Merge the two rows and the two columns. We can designate this node by the number 5, leaving numbers 0 through 4 free for the leaf nodes. For each element in the new row, calculate its value as the average of the original distances, weighted by the number of taxa below the corresponding nodes. For example, when calculating the distance from 5 to B, the original distances are 1.03 (C to B) and 1.44 (D to B). There is one taxon (C) below the corresponding node for row C, and one taxon (D) below the corresponding node for D.

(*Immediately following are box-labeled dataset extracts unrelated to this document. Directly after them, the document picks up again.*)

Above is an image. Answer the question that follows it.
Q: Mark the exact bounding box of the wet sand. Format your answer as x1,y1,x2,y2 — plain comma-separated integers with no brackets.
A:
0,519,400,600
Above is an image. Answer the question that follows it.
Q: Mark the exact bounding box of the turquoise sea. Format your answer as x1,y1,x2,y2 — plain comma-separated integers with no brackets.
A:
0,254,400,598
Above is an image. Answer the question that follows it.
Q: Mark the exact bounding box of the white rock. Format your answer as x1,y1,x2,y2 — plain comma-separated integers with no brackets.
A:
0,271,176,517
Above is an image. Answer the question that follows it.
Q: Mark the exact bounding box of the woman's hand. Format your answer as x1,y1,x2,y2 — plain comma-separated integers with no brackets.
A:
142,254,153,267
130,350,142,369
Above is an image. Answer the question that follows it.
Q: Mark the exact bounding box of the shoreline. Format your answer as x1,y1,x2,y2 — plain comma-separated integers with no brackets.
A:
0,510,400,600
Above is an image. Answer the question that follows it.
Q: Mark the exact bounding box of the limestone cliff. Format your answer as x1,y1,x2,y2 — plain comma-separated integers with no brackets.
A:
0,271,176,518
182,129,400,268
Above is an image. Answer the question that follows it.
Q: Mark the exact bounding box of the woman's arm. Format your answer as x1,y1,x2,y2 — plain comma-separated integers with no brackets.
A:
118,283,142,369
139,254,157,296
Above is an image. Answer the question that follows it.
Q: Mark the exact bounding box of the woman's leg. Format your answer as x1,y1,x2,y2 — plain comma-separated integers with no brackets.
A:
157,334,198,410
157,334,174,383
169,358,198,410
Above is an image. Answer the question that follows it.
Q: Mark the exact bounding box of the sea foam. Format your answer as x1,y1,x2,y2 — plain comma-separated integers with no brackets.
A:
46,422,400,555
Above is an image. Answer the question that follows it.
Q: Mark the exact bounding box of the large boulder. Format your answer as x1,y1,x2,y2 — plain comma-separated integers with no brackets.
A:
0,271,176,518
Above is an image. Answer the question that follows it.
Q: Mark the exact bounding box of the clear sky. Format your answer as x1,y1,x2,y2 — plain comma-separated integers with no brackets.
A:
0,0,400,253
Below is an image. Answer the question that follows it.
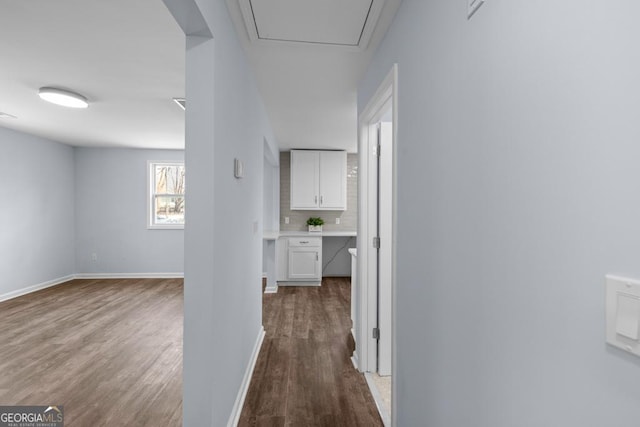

The new distance is therefore (1.03 × 1 / 2) + (1.44 × 1 / 2) = 1.23. Filling the rest of the new row and column in:

  A B 5 E
A 0.00 0.89 1.21 1.21
B 0.89 0.00 1.23 1.21
5 1.21 1.23 0.00 0.96
E 1.21 1.21 0.96 0.00

The lowest off-diagonal value is now 0.89, so we will merge A and B. The height of the A–B node will be 0.5 × 0.89 = 0.44. Merge the A and B rows and columns using their weighted averages, like before:

  6 5 E
6 0.00 1.22 1.21
5 1.22 0.00 0.96
E 1.21 0.96 0.00

The lowest off-diagonal value is now 0.96, so we will merge E and the internal node 5. The new node height will be 0.48. Calculating the new distance matrix nicely demonstrates how weighting is used. There is one taxon (E) below the corresponding node for row E, and two taxa (C and D) below the corresponding node for row 5. The distance from 6 to 7 will be the average of the original distances weighted by their taxon counts = (1.21 × 1 / 3) + (1.22 × 2 / 3) = 1.22.

  6 7
6 0.00 1.22
7 1.22 0.00

The root node height will therefore be 1.22 × 0.5 = 0.61. You can see how the tree is constructed from the bottom up:

UPGMA steps

WPGMA is the same as UPGMA, except when shrinking the distance matrices, the new row and column values are no longer weighted by the number of taxa. Yes that’s right, Unweighted PGMA is based on weighted averages, and Weighted PGMA is based on unweighted averages. Good luck remembering this confusing difference!